Officer Bennie Evans said it’s still difficult to make ends meet as a 23-year veteran of the police department.
“Sometimes these young, new officers, males and females, are really exhausted
because they’re out there trying to work their regular shifts and then doing overtime to be able to live within the city they work in,” Evans said. “I have difficulty living within the city limits with my income of 23 years – I can only imagine what they’re suffering through.”
Evans said he’s unsure of what to tell his son, who is going through the Alexandria Sheriff Office’s academy.
“My 29-year-old son says ‘Dad, I’m in the Academy and getting offers from other police jurisdictions that are offering me $10,000 more and a take-home car just to serve in their department,’” Evans said. “I have to look at him and ask ‘Do I want you to follow me or do I want you to go to the jurisdictions where you’ll have the opportunity to serve and protect and be respected amongst your peers?’”
Police Capt. Monica Lisle said the city must stop making promises it doesn’t keep.
“Do not promise more multi-year fixes that never seem to materialize.

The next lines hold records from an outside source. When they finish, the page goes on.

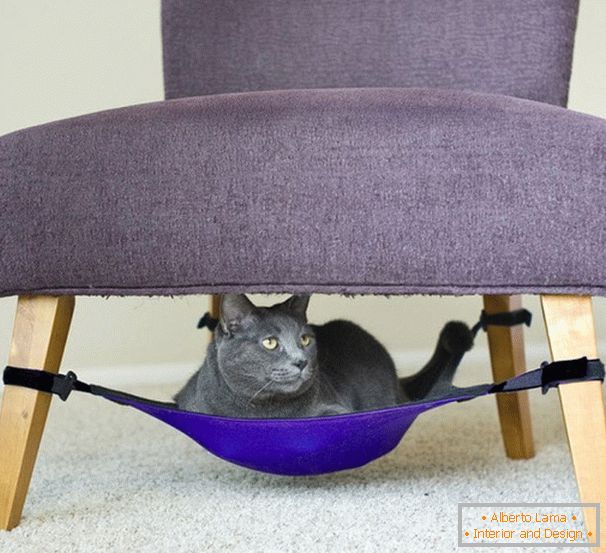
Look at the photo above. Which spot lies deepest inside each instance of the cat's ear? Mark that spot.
(297, 305)
(234, 309)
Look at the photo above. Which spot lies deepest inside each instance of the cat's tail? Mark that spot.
(437, 375)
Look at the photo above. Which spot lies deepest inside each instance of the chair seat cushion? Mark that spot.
(337, 190)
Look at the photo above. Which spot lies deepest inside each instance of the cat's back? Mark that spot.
(347, 336)
(356, 364)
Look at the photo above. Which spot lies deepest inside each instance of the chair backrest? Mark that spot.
(516, 47)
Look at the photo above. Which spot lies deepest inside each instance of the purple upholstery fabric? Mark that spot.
(519, 48)
(356, 190)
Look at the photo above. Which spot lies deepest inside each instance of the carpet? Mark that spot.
(109, 478)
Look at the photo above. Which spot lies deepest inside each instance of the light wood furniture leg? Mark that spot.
(507, 359)
(571, 334)
(39, 335)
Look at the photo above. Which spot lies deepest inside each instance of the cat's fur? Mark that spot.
(343, 369)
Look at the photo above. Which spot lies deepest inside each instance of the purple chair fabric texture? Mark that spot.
(518, 48)
(346, 191)
(333, 149)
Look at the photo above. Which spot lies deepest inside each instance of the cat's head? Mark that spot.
(266, 353)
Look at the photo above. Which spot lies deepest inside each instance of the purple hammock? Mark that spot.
(306, 446)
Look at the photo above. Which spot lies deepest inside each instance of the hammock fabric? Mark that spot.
(315, 445)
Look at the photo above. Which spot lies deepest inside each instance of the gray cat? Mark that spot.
(268, 362)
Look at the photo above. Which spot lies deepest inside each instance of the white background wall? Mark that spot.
(62, 58)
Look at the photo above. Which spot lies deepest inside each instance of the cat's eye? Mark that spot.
(270, 343)
(305, 340)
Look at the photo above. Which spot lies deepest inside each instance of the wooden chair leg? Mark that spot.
(39, 335)
(571, 334)
(507, 358)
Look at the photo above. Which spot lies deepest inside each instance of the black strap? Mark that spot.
(506, 318)
(60, 384)
(551, 375)
(548, 375)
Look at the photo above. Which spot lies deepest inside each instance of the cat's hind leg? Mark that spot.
(437, 375)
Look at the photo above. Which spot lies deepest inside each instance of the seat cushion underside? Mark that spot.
(335, 190)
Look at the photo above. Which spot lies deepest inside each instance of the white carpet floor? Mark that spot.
(109, 479)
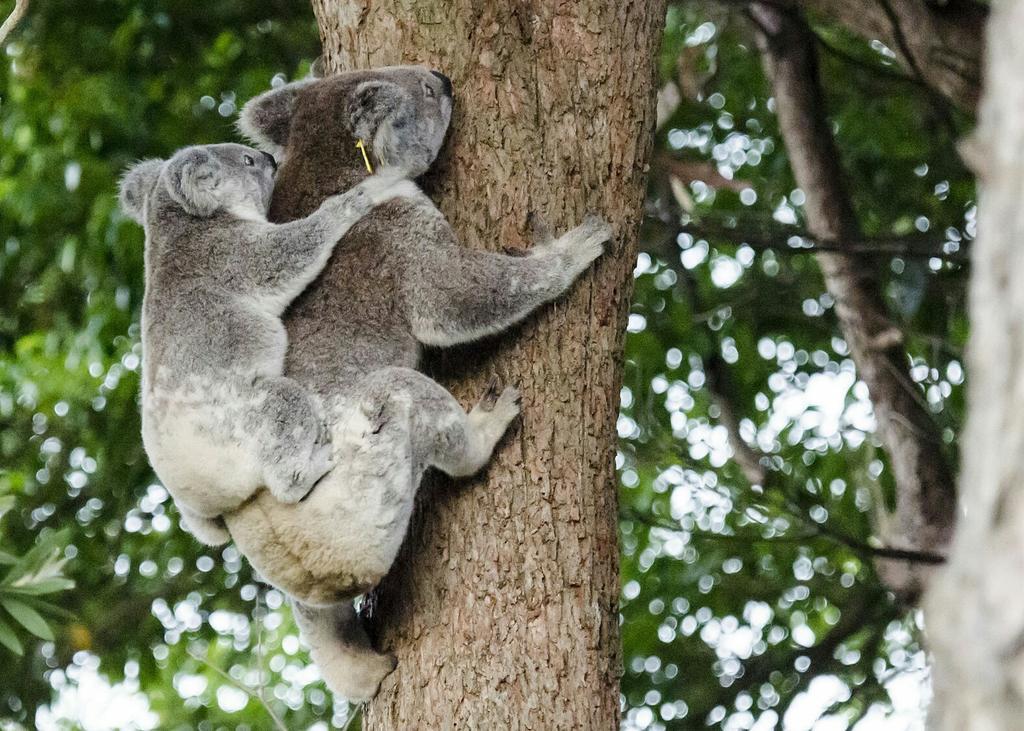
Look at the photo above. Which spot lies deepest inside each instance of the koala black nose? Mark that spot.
(446, 83)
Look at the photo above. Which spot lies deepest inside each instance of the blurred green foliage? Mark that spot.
(735, 600)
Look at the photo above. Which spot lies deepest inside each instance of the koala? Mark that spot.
(398, 282)
(219, 419)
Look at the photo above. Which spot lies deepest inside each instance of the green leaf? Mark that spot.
(6, 503)
(33, 563)
(46, 586)
(28, 617)
(9, 640)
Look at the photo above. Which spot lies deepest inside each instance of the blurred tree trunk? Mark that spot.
(502, 607)
(937, 43)
(975, 612)
(925, 504)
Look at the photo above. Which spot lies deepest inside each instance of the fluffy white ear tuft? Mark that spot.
(136, 185)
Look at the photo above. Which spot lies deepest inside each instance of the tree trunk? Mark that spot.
(502, 607)
(925, 503)
(975, 612)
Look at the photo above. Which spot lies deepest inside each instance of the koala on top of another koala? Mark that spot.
(219, 420)
(398, 282)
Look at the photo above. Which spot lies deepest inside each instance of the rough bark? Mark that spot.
(975, 611)
(940, 44)
(502, 607)
(925, 488)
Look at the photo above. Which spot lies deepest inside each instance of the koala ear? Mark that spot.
(370, 103)
(193, 178)
(266, 120)
(135, 186)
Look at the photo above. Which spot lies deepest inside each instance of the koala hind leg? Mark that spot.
(210, 531)
(340, 647)
(293, 441)
(442, 435)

By failing to take appropriate action now, the taxpayers are wasting hard-earned money as officers leave to work in Fairfax, Arlington and Loudoun [counties],” Lisle said.
In addition to the many public safety officials who spoke Monday, several Alexandria City Public Schools parents and PTA members spoke at the meeting to voice support for the proposed FY19 budget.
Deborah Altenburg, among the many other public speakers representing ACPS parents, said council should continue to fully fund ACPS’ budget in the coming years.
“It would be a mistake to think that one year of funding increases will solve all our schools’
challenges. This cannot be a one-and-done effort. The growth of our school system will require year-after-year investment. It’s tempting to focus on something new and shiny or shift to another priority, but well-funded schools are important for all Alexandria residents,” Altenburg said.
Mayor Allison Silberberg said, upon the meeting’s conclusion, that all input would
be taken under advisement.
“Let me say that we appreciate heartfelt sentiments expressed today. I know it takes time to think through what you want to say and to prepare to say it and to come here and take time from your lives and your work and time with your families,” Silberberg said. “…This is an important issue about compensation and we will continue to discuss it as colleagues and with the community and with you. Please know that you are heard about all of the issues that we’ve spoken about today.”
City council is scheduled to adopt a FY19 budget on May 3.